Now, we have one last challenge left, and that is, on December 10, what did the maintenance staff at the customer site do to cause the group of the $ORACLE_HOME/bin/oracle file to become the incorrect oinstall group? Here, we look at the patching information of the database on this node and find that there has been no patch since the installation (the log is too long, so it is no longer listed here). Fortunately, we found clues through the history command record:

Previously, there was a relink operation on the oracle file, and the log was recorded in $ORACLE_HOME/install/relink.log.
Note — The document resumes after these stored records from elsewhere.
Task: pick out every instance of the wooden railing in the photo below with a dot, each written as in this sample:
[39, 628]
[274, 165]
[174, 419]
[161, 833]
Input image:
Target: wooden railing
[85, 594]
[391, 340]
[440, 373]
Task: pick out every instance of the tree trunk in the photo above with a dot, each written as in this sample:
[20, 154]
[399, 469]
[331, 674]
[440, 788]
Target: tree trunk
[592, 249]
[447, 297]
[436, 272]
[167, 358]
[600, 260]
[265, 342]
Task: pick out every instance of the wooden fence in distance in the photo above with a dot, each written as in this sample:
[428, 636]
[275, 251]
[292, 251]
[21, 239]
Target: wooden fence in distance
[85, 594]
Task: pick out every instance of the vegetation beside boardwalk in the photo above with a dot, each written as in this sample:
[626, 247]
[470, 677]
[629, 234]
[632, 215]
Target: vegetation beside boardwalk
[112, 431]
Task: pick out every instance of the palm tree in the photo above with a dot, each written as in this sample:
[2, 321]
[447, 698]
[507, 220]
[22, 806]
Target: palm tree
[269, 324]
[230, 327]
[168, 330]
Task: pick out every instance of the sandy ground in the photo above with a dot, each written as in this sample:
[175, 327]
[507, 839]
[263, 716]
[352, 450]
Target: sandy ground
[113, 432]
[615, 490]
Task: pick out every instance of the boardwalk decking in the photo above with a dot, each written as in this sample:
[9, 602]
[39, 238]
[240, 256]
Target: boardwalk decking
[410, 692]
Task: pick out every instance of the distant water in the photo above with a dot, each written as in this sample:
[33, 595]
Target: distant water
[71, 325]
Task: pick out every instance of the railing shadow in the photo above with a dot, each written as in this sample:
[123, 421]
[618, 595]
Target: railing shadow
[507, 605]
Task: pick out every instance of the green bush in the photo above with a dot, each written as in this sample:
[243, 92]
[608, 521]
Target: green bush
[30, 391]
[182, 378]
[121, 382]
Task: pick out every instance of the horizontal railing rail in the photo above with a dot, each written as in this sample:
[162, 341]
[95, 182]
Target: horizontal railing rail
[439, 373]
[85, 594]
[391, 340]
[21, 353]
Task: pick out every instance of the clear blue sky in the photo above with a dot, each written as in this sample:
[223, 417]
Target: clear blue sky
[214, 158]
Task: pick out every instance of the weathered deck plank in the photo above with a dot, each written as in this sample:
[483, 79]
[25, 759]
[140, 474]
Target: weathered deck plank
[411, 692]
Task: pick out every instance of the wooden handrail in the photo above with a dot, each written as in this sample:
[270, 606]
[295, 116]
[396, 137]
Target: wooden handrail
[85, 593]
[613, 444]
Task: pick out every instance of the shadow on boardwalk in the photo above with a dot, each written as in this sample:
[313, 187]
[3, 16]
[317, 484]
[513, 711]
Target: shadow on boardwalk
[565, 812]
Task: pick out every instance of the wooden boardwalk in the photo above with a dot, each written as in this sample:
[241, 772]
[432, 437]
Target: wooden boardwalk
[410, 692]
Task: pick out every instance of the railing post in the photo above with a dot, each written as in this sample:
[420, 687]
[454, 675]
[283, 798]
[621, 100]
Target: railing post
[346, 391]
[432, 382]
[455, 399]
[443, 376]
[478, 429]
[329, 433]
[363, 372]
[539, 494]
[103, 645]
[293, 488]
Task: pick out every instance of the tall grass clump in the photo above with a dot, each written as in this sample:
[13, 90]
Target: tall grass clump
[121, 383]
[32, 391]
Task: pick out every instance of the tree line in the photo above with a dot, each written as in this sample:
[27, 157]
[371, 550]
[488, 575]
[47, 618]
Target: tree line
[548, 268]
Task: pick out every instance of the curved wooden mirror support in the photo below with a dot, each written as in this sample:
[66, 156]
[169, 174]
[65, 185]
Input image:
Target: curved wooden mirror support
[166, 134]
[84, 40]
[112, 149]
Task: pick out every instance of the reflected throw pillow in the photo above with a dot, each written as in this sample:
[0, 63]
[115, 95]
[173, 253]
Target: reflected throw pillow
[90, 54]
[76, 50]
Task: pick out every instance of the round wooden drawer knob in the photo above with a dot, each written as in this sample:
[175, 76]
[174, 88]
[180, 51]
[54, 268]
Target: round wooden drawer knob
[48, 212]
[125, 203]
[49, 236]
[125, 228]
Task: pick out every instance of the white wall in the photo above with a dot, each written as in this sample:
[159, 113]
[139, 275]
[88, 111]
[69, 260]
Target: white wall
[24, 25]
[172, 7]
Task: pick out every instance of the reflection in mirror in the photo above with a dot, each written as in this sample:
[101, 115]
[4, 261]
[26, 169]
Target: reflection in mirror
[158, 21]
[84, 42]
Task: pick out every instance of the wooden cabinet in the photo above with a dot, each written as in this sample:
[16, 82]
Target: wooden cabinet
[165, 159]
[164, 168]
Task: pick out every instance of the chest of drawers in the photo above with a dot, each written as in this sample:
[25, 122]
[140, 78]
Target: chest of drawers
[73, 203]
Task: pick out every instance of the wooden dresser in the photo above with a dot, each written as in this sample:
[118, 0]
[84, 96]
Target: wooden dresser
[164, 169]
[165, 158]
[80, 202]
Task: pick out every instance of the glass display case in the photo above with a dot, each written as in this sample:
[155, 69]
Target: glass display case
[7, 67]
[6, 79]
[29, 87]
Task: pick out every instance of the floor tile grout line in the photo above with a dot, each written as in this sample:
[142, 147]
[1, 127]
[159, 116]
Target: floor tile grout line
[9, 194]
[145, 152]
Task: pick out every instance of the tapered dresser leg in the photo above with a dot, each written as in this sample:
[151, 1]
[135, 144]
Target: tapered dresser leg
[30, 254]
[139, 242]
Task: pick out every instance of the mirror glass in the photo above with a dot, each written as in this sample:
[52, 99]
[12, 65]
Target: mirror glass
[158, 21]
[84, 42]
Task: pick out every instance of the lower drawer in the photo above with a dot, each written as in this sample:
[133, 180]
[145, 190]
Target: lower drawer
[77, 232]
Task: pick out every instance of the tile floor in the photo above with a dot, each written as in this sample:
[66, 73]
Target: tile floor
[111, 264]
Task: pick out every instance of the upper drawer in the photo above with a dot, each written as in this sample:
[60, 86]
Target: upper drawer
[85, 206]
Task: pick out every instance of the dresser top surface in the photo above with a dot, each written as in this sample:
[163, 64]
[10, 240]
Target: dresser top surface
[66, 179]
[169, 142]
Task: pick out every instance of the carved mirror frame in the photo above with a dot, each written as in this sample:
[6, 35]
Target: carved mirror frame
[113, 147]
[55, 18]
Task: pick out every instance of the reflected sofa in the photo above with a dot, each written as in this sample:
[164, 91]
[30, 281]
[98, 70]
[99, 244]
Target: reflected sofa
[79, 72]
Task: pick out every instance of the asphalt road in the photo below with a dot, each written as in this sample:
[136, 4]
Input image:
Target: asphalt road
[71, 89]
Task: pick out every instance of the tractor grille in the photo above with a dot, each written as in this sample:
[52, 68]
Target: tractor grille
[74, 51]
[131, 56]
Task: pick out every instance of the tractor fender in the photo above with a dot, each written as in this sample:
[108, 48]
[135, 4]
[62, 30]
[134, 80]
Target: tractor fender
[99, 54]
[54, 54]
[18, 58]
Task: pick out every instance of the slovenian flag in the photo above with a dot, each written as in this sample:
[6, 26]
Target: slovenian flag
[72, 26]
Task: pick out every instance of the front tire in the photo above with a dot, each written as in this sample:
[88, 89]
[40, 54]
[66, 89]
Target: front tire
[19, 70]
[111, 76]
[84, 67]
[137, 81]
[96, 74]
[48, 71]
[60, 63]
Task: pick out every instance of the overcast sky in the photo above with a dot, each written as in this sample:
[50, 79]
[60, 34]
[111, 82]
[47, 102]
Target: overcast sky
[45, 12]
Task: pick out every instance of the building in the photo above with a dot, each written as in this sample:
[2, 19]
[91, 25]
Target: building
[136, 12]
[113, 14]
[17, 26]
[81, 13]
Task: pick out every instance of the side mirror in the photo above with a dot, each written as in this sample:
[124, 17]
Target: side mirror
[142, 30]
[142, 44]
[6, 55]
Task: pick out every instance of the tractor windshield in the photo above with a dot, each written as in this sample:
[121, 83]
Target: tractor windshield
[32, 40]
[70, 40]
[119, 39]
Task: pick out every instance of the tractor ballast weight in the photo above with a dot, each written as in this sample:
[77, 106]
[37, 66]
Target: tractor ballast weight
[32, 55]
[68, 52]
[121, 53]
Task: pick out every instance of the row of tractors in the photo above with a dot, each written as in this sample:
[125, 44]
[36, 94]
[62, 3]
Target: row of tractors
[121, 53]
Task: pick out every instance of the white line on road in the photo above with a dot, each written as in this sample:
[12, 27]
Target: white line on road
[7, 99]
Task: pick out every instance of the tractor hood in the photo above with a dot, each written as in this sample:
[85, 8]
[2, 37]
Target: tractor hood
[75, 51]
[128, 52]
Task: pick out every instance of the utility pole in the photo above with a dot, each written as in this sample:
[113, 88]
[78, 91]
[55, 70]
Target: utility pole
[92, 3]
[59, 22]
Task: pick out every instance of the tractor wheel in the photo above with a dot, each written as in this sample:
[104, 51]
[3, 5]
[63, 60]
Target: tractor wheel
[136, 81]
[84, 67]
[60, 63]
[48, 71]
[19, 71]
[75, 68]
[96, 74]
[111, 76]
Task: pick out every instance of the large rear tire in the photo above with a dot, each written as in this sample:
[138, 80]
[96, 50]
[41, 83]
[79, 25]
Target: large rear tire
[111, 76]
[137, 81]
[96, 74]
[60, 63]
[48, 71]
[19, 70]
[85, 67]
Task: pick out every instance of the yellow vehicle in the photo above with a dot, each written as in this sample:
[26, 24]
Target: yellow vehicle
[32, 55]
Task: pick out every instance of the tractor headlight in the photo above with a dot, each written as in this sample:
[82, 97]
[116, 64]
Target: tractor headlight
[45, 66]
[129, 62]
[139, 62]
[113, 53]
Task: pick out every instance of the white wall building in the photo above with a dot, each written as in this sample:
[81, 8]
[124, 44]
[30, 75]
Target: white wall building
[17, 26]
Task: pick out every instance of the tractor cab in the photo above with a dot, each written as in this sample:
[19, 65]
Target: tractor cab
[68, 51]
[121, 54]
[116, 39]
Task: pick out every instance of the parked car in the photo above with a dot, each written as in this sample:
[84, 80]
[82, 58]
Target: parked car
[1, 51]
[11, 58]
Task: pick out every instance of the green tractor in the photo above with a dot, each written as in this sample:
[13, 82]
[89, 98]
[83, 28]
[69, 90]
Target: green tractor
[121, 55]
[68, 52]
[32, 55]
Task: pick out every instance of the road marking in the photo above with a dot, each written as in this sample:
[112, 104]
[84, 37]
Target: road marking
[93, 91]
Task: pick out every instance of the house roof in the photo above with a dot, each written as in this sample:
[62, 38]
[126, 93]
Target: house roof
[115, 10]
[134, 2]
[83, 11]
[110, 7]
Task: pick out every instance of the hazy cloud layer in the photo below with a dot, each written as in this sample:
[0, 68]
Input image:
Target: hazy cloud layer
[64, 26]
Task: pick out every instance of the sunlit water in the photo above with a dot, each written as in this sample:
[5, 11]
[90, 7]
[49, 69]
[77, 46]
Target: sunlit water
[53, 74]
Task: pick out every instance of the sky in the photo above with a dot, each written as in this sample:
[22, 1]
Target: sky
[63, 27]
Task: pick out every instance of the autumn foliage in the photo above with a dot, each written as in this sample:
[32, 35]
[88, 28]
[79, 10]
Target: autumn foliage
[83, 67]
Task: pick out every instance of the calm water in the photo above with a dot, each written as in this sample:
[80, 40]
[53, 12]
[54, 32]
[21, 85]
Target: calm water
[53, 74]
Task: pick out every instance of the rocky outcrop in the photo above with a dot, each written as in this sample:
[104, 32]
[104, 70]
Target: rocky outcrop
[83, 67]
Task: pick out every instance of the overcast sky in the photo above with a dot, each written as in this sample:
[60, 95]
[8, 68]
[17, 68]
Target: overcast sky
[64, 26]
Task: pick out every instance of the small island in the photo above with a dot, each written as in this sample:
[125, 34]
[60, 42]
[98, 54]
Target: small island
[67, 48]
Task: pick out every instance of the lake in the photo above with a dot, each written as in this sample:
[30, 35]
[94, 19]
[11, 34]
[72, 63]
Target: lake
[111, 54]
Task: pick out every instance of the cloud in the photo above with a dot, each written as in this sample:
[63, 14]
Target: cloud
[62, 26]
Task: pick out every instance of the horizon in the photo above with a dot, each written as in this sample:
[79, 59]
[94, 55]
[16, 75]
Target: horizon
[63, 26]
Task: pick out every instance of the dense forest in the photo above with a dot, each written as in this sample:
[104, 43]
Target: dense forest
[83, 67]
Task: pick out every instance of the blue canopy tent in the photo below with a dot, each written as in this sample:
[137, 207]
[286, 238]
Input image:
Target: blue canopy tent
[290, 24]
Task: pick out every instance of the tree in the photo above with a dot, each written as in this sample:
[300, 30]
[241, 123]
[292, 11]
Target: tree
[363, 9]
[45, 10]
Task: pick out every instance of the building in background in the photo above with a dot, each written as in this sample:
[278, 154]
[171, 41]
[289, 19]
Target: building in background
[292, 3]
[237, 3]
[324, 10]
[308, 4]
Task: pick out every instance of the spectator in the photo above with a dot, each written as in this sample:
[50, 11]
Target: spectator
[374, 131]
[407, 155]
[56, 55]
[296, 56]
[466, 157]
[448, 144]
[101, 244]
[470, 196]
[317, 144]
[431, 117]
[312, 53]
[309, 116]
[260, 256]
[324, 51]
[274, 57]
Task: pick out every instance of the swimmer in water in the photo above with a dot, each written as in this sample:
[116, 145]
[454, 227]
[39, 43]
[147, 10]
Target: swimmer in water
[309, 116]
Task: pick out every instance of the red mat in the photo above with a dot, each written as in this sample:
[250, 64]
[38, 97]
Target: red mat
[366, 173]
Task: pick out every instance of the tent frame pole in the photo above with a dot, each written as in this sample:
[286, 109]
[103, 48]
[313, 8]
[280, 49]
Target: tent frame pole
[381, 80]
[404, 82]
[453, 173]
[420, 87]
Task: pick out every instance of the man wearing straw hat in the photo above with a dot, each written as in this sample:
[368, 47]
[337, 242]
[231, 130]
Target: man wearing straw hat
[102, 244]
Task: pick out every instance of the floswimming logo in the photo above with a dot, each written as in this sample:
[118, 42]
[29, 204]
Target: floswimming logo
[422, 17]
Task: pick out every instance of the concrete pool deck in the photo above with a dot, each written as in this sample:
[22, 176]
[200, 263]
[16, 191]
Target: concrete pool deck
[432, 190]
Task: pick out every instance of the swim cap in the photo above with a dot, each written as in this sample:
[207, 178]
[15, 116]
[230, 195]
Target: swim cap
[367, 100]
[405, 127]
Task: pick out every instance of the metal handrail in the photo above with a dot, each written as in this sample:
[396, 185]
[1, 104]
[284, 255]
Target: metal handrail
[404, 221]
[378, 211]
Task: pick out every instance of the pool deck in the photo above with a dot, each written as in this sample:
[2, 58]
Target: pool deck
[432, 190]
When we look at the information of relink.log, we can locate the operation time of this command:

Based on the daily experience of Lao K, it can be determined that the relink operation will change the group information of the oracle file. After opatch makes some database patches, it usually changes the dependency group information of the oracle file. If we take a closer look at the detailed logs in the opatch process, we will find that the underlying command actually used in this process is relink, that is, we think that relink will actually modify the contents of the oracle file, as well as modify the dependency group of the oracle file (because the user doing this operation is oracle:oinstall). After coming to the conclusion, continue to communicate with the customer, the dialogue is as follows: ↓

The on-site operator did use the relink command to reproduce the compiled oracle file when dealing with other issues before, but the database was not started at that time.

Did you restart the operating system at that time? Please enter

Uh. I think so!

What on earth happened?

1. On December 10, the customer's on-site operator needs to use the relink command to solve the problem.

two。 Restart the operating system directly before relink, automatically start CRS when the operating system starts, and will attempt to start the database to restore to the previous state

3. During the process of starting the database, the maintainer starts the relink operation without paying attention to whether the database is running.

4. In the process of relink operation, p1 completes instance startup, while x1 instance fails because the subordinate group of oracle file has changed when RSMN starts, and RSMN startup fails, which leads to x1 instance failure. Although p1 instance starts successfully, it always reports an error, and the database cannot be opened.

5. During this period, the p1 instance is actually unavailable. On February 9, the maintainer found that the p1 instance was not available because it thought that the p1 library was not important and restarted the p1 instance directly without checking the reason. The p1 instance is normal.

6. Because the command of srvctl start is used to start the p1 instance, the subordinate group of $ORACLE_HOME/bin/oracle is modified at startup, and the x1 instance is unavailable.

7. Finally, it returns to normal by restarting the x1 instance.

Finally, it is concluded that:

Through detailed analysis, we find that the processing method of p1 instance can be solved quickly, but the root of the problem is caused by a series of operational mistakes. So Lao K wants to once again put his own point of view: in the process of solving the problem, we can not easily filter any small doubts, the problem now may be intensified by a number of small problems and finally affect the normal business. As long as we make a thorough analysis of the whole, we can naturally solve the problem essentially. Therefore, we must always maintain the spirit of exploration, do not ignore any details, this is also the spirit that we, as Chinese people, have been adhering to!

All right, that's all for this issue. This year, our DBA team will go all out to share our experience in a witty and rigorous way. I hope you will support us. Our partners' retweeting and sharing is the greatest encouragement to us!

Welcome to subscribe "Shulou Technology Information " to get latest news, interesting things and hot topics in the IT industry, and controls the hottest and latest Internet news, technology news and IT industry trends.

*The comments in the above article only represent the author's personal views and do not represent the views and positions of this website. If you have more insights, please feel free to contribute and share.